Tips how to debug system which is hanging

My system started hanging a few days ago and I need some ideas to help me debug please.

Raspberry Pi 4, with an SSD using the Agon One M.2 case and Kingston 256M SSD, USB Coral (for Frigate). Genuine RPi 3A power supply.
Initially, I was two or three releases old, but now I am running the up to date versions of everything, core-2021.8.6, supervisor-2021.06.8

The system hangs and the only thing I can do is get a ping back.
http://homeassistant.local:8123/ does not respond
SSH does not respond on 22 or 22222
http://homeassistant.local:4357/ does not respond
SAMBA does not respond
Connecting display and keyboard does not respond
=> It really is a brick and I dont know how to capture the cause.

But it comes right back up after a power cycle and everything runs OK for a random time up to about a day. But power cycle also clears the logs. Is there a way to keep the logs between boots?
(My logs are generally very clean, no red flags before it hangs).

When this started happening it had been a week or more since I touched the configuration, or done any upgrades or anything (as I’d been away). The only change I have made since is to upgrade to all the latest released versions but this has the same behaviour.

I swapped out the RPi4 => No change.

Next I am going to remove the Coral and Turn off Frigate, but they have been runing for six months so I do not suspect.

I could swap out the power supply, but the one I have now is a genuine RPi so I do not suspect it unless there is an issue with the extra SSD needing more than 3A peak?

Then maybe I’ll try and run back off an SD rather than SSD. SSD has been runing reliably for about 6 weeks. I guess I can make a backup, write an virgin SD card, remove SSD, restore back up to get the same system on the SD as I have today.

Any other ideas or experience appreciated.

I am having nearly the same issues, I can ping, and samba is working, I can see the folders and contents but I cant SSH or connect via browser.

The automation’s are working.

If I power cycle (which I dont like to do} then it all comes good.

Not sure what to do?

Re Dave

I seem to have the issues mentioned; trying to find an appropriate place to activate a thread and although this is old but I want to respect the forum and not start afresh.

RPi4, 4GB RAM, external 128GB SSD, Aeotec Z-Wave Stick 5+. About 60-70 devices. Good RPi PSU.
Running approx 8% disk and 30% memory. I’ve been through 3-4 MicroSD over time.
All packages are current, but for 1 release as below.
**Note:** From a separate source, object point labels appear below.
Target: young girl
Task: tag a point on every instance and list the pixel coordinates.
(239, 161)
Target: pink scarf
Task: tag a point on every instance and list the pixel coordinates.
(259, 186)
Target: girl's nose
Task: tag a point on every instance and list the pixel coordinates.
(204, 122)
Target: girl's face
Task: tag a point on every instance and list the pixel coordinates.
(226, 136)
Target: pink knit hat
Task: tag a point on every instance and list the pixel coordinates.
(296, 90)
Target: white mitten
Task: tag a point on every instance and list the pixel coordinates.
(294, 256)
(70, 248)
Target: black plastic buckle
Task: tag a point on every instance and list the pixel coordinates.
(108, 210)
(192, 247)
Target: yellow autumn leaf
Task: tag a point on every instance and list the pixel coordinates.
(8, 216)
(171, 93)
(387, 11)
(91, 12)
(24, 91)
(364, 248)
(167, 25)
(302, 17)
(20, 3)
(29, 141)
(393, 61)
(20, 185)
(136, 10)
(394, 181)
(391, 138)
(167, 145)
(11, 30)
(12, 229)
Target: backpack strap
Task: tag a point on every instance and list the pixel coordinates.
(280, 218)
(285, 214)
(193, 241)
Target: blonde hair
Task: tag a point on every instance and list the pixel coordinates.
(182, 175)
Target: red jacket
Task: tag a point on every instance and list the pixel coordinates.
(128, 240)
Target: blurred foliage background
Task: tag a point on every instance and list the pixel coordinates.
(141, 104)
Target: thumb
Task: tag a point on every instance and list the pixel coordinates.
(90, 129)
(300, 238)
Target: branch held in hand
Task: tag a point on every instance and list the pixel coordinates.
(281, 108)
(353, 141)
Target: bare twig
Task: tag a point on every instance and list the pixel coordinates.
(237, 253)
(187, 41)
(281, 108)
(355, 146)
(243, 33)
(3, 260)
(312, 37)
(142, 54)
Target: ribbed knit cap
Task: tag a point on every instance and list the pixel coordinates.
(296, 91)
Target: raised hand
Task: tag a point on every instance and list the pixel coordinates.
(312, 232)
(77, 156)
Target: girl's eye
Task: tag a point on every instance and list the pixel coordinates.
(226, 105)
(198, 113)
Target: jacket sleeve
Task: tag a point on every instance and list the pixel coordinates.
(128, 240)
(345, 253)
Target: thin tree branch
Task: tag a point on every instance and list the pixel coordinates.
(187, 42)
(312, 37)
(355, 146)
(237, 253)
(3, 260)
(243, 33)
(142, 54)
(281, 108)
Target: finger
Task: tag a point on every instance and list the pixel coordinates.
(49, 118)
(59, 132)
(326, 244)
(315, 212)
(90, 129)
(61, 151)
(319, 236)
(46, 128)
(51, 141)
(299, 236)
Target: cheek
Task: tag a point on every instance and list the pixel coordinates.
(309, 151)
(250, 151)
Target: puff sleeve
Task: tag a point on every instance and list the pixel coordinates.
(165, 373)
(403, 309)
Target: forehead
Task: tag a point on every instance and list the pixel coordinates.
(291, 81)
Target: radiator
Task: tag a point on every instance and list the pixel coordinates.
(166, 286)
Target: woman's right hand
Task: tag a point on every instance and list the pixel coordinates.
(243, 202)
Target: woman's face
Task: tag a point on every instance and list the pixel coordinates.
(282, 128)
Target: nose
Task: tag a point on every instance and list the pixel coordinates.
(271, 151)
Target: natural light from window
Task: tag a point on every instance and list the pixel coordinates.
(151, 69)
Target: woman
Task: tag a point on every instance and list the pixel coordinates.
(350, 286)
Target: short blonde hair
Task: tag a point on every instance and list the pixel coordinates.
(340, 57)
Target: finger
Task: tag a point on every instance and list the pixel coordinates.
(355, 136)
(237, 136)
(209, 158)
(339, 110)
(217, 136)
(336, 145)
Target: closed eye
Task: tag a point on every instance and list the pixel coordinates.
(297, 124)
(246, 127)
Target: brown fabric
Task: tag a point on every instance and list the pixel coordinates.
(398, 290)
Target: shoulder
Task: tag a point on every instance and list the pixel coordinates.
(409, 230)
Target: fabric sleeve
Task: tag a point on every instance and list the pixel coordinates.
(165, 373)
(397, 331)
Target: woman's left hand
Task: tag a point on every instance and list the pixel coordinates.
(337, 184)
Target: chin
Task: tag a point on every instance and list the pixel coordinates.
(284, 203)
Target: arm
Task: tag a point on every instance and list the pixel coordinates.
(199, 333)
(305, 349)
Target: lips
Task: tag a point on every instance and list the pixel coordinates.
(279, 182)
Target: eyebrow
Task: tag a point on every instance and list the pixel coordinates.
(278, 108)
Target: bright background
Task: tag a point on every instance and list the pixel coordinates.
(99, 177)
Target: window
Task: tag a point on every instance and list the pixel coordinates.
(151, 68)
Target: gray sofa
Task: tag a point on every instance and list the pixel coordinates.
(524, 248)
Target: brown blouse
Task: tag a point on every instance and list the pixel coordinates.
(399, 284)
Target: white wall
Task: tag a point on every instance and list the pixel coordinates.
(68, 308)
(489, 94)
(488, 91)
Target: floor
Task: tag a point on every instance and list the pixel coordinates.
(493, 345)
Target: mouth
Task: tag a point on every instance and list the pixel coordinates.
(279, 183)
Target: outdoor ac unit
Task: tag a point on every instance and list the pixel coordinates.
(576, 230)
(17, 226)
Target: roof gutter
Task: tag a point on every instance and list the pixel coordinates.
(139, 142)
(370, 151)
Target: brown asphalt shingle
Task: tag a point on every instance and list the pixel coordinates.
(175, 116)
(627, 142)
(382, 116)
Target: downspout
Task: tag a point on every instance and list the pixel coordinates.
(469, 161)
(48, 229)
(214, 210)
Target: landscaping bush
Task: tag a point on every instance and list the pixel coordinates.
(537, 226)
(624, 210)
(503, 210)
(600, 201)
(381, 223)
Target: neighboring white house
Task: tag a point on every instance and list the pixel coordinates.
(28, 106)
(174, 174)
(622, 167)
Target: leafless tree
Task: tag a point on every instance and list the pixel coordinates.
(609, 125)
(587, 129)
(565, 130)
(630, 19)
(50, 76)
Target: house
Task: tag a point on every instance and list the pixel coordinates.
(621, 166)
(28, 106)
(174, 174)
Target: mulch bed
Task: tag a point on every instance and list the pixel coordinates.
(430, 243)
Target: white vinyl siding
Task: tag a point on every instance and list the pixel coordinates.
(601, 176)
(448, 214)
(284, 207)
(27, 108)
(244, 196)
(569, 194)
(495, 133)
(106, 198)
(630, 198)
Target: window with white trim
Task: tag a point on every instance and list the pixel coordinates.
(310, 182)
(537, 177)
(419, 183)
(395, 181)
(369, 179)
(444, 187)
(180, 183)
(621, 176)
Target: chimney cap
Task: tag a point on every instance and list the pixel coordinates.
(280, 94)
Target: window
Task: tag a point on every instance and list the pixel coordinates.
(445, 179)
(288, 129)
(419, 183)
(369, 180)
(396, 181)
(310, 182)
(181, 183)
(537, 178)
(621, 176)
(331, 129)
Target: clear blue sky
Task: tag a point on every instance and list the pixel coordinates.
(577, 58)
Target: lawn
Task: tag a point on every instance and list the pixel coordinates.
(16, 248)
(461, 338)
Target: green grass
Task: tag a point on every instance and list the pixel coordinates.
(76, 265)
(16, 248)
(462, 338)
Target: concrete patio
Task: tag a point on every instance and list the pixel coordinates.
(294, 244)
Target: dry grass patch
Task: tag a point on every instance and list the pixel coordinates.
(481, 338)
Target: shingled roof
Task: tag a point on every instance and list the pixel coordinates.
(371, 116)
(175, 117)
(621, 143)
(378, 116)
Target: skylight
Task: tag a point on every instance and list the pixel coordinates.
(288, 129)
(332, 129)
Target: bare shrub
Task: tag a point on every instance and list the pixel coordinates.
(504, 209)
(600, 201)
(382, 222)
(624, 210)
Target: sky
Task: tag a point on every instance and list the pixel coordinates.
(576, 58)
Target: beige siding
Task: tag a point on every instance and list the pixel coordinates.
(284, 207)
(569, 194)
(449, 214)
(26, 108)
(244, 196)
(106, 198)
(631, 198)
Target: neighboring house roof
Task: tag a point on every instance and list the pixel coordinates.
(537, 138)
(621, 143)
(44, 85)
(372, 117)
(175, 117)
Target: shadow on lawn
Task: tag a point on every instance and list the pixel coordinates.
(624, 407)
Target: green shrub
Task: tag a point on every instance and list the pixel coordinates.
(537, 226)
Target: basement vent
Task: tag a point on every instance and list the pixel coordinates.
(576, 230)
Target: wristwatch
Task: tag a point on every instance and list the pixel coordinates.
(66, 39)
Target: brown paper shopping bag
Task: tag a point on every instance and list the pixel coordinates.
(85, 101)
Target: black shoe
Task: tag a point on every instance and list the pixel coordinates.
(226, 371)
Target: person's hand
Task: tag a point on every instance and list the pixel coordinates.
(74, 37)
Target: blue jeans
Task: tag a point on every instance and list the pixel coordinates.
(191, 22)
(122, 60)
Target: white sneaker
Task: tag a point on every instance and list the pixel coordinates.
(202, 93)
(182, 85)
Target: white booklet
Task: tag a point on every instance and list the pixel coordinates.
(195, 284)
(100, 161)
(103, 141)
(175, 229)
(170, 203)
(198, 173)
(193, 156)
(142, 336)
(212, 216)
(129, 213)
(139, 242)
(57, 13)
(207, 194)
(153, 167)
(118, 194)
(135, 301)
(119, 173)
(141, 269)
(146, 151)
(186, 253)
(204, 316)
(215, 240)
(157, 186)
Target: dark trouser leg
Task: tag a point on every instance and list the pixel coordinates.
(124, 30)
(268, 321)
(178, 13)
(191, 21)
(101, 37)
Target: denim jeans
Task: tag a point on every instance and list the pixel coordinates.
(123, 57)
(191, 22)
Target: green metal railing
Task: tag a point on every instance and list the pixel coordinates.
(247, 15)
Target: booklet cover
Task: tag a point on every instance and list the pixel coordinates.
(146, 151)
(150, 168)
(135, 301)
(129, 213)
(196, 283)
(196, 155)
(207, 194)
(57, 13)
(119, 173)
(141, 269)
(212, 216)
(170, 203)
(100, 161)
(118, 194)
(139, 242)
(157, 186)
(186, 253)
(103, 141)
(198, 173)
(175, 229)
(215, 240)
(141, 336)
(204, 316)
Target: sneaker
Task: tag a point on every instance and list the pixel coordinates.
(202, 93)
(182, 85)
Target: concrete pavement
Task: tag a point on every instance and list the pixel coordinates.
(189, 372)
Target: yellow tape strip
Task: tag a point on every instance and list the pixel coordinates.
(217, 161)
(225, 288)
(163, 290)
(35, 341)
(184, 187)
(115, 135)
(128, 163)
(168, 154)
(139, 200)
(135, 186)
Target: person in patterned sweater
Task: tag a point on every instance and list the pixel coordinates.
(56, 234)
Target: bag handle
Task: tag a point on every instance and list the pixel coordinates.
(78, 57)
Runs fine for days and even weeks. Then it doesn’t. When it goes bad, it’s usually still responsive at the HA level - GUI works, controls/helper toggles work, but Z-Wave devices go unavailable and grey out. When I then go to look at logs to dig, it usually breaks even more at that point, and the whole thing collapses.
As soon as I power off and on, it fully works again.

Very subjective observation: It seems that it misbehaves when there are updates pending. I try to stay current, in fact I have to because of this - I’m almost always having to apply updates within the week after they appear because it will de-stabilise. HA Core 2023.11.3 is pending today, currently running 2023.11.2

Since I can’t get to logs, I don’t know where to start. Today, I could not get to ssh/22222 though I previously enabled it - after a few reboots to recover repeated hangs, I set that up again via CONFIG & authorized_keys. Now that I connect, I can’t see issues and not sure what to look for, or where to find logs from previous boots.
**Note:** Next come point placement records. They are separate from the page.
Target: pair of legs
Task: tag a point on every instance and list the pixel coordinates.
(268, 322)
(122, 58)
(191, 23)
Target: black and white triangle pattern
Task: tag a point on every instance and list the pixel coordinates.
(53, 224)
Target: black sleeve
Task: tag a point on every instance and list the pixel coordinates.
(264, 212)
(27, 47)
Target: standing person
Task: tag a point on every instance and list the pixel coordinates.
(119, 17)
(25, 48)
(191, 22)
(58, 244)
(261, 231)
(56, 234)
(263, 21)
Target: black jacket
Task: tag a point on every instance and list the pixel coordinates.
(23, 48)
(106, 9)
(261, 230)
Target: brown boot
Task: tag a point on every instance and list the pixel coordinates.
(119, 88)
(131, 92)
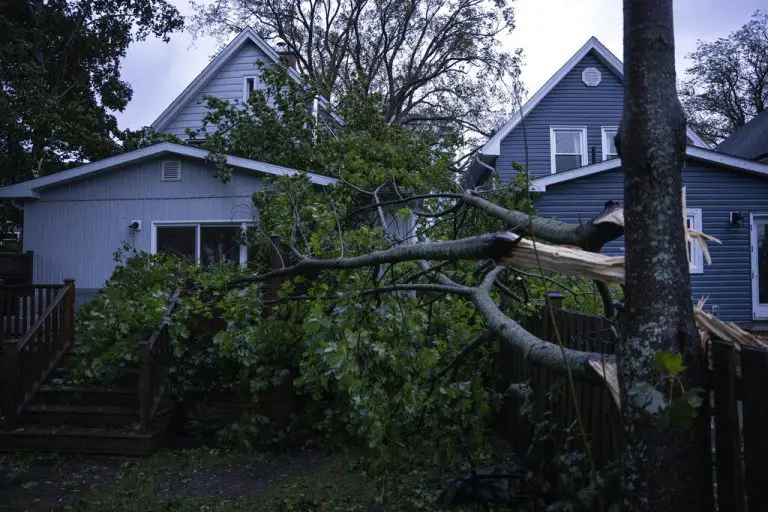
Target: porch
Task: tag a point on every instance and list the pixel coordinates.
(38, 412)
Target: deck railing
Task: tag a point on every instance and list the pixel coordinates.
(154, 361)
(43, 329)
(21, 305)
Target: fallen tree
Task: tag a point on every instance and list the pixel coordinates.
(660, 468)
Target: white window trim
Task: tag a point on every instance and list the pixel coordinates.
(605, 130)
(557, 128)
(197, 224)
(696, 263)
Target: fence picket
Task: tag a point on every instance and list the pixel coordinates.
(754, 373)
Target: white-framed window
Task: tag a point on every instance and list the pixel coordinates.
(204, 242)
(609, 142)
(250, 84)
(170, 170)
(568, 147)
(695, 256)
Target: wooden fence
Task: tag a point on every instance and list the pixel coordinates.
(738, 392)
(551, 397)
(737, 407)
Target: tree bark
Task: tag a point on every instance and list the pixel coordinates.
(661, 469)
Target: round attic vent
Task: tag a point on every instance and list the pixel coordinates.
(591, 77)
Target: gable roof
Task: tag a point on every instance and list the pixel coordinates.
(750, 141)
(31, 189)
(247, 35)
(706, 155)
(493, 146)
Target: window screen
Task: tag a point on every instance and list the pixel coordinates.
(568, 147)
(219, 244)
(177, 240)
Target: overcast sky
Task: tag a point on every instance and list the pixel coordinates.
(548, 31)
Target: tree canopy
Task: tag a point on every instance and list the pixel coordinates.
(727, 82)
(431, 61)
(60, 74)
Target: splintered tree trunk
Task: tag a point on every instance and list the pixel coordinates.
(661, 469)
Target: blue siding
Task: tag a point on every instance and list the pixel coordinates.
(570, 102)
(717, 191)
(74, 229)
(227, 84)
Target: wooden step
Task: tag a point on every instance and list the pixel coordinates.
(59, 376)
(79, 416)
(70, 395)
(86, 440)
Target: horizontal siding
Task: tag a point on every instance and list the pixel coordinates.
(75, 229)
(227, 84)
(570, 102)
(717, 191)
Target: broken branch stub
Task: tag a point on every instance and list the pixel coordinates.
(513, 250)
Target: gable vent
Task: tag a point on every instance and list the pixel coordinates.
(171, 170)
(591, 77)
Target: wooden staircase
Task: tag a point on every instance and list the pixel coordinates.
(41, 412)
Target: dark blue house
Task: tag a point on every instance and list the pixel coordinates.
(564, 136)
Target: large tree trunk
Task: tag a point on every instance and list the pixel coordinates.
(661, 469)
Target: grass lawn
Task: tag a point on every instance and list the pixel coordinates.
(194, 480)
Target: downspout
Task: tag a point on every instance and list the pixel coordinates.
(315, 110)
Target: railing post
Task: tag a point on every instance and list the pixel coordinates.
(30, 266)
(69, 311)
(2, 310)
(10, 381)
(145, 386)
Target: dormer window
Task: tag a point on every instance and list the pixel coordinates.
(250, 84)
(568, 147)
(609, 142)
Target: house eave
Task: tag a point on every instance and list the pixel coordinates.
(493, 146)
(30, 189)
(213, 67)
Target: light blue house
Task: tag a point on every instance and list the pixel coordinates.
(564, 136)
(160, 198)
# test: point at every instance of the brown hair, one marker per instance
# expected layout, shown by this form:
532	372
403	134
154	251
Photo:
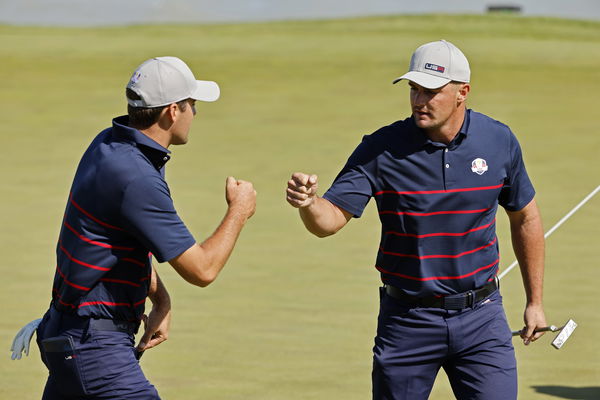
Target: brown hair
143	118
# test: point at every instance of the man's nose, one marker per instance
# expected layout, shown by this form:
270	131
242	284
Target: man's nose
419	98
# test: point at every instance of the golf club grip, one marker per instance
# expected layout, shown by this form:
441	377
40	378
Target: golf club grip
550	328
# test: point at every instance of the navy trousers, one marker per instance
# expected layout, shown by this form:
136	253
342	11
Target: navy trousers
473	345
85	363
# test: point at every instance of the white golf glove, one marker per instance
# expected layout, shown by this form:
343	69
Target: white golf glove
22	339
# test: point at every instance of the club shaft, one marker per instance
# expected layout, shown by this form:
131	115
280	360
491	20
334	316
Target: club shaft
550	328
555	227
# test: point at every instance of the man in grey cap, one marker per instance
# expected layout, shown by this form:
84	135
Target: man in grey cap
437	178
119	214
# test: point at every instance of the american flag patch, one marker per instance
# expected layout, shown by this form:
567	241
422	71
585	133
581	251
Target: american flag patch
436	68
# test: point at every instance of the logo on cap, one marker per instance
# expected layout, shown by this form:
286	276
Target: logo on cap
479	166
136	77
434	67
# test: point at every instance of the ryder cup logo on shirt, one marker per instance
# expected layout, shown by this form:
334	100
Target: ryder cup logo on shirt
479	166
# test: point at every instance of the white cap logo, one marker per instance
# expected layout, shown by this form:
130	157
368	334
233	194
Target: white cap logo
479	166
435	64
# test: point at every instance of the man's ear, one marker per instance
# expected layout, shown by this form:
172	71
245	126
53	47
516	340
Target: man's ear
172	110
463	92
167	116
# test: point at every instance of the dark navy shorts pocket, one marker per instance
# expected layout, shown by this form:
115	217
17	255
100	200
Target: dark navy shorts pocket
62	360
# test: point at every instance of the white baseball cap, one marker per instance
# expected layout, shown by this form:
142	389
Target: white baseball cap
435	64
161	81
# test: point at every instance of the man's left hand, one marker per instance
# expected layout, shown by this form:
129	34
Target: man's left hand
534	319
156	328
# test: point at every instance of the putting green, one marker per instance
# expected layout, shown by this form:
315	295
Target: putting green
293	316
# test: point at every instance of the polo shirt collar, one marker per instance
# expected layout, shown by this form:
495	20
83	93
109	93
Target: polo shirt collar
156	153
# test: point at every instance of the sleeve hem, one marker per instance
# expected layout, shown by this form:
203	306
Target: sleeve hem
343	205
175	252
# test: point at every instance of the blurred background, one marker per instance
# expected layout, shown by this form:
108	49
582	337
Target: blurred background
292	316
117	12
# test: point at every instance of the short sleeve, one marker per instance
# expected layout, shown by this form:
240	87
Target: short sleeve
352	188
517	191
150	215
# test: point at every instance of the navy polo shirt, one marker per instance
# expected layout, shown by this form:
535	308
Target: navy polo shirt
119	213
437	203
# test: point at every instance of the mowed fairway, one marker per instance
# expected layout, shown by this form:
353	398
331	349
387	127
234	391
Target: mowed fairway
293	316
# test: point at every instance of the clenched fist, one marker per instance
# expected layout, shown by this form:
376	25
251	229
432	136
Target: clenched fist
240	196
302	190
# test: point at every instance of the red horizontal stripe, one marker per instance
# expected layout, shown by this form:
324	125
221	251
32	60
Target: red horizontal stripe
435	278
81	262
106	303
434	213
136	262
440	233
68	282
440	191
59	299
139	302
120	281
464	253
90	241
77	206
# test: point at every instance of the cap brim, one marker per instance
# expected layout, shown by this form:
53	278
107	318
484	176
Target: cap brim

Would really appreciate some pointers. I really like HA, but it can go unstable at any moment leaving me concerned for eg vacation, and I’ve had to install an internet power switch in front of it!

Thanks - Dave

I’m going to assume that you have already gone through the basics:

I too run a RPi4 and it has been stable for years. A few questions:

  1. How do you know that the PSU is good?
  2. Are the SD cards as recommended here?
  3. Could the SD cards have been corrupted (from power fail, etc.)?
  4. I have read that the PSU might not be able to supply enough power for other USB devices plugged directly into to RPi4 - have you tried using a separate USB hub with its own power supply (for the SSD and Aerotec)?
  5. have you tried to access the home-assistant.log, home-assistant.log.1 log files directly (not through HA but via File Editor or moving the SD card to another system to read)?
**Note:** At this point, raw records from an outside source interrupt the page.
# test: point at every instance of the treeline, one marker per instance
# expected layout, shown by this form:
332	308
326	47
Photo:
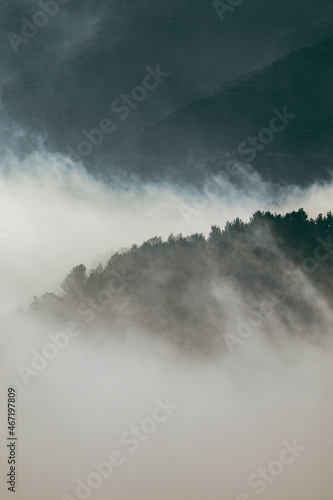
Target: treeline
190	287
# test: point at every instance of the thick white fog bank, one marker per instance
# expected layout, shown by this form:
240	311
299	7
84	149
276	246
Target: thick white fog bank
53	216
252	424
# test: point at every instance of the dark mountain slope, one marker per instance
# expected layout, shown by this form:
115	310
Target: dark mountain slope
301	153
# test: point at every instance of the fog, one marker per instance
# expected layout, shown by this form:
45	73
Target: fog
236	409
53	216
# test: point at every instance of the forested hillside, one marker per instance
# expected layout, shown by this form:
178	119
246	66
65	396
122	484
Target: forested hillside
195	290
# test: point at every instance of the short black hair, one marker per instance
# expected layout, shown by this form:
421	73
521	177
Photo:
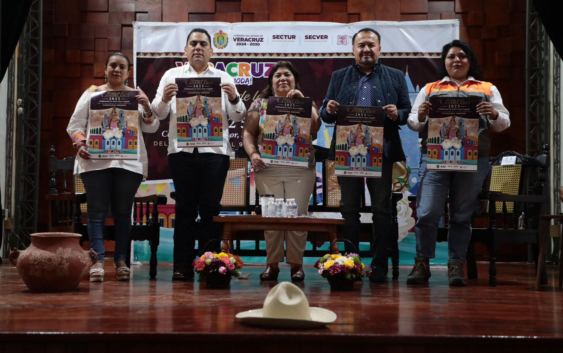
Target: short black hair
474	68
119	54
367	30
199	30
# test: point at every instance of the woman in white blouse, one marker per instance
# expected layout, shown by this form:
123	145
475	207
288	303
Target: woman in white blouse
110	182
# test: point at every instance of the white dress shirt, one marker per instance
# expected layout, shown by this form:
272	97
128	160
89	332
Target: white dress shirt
502	122
235	112
79	124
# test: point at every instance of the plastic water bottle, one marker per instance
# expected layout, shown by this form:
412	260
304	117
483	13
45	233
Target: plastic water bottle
271	208
284	210
279	205
292	208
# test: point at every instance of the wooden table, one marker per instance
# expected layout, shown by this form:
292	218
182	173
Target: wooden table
244	223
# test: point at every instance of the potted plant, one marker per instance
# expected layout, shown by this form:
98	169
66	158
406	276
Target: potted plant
341	271
216	270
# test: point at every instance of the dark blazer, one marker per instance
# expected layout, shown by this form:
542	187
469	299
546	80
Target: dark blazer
342	89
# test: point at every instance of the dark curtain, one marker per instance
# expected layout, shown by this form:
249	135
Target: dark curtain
13	16
550	14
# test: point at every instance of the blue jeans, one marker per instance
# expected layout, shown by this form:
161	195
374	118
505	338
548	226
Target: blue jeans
115	187
199	179
352	190
433	189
Or you could "Monitor your homeassistant-log …
Connect a monitor and keyboard to your Pi, and type: " login " hit enter
Then “find” home-assistant.log
Then " tail -F home-assistant.log "
Then watch

Many thanks for the quick replies!

I have probably a dozen Raspberry Pi’s, ranging from old B thru 4, and some Zero, Zero WiFi and more recently Pico and Pico W. I had one issue with a Pi Zero WiFi which frequently dropped off wifi, and I troubleshot extensively. Eventually I found a post that IIRC ‘prodded’ the wifi driver daily and it’s been rock solid for a couple of years now. Point being, I always use 2A & 3A PSU from eg Adafruit and other good sources - I’ve switched them around and never found my PSUs to be an issue. While “never say never”, I do believe this one to be ‘good’ - no suspicions.

I did not consider USB hub for SSD and Z-Stick for sake of adding power connection; I’d be a little reluctant to introduce another step/variable in connectivity.

WRT SD card, the card I’m using is Gigastone 16GB Class 10 UHS-I U1, I got a batch of 10, and am used them in other RPi with no suspicion.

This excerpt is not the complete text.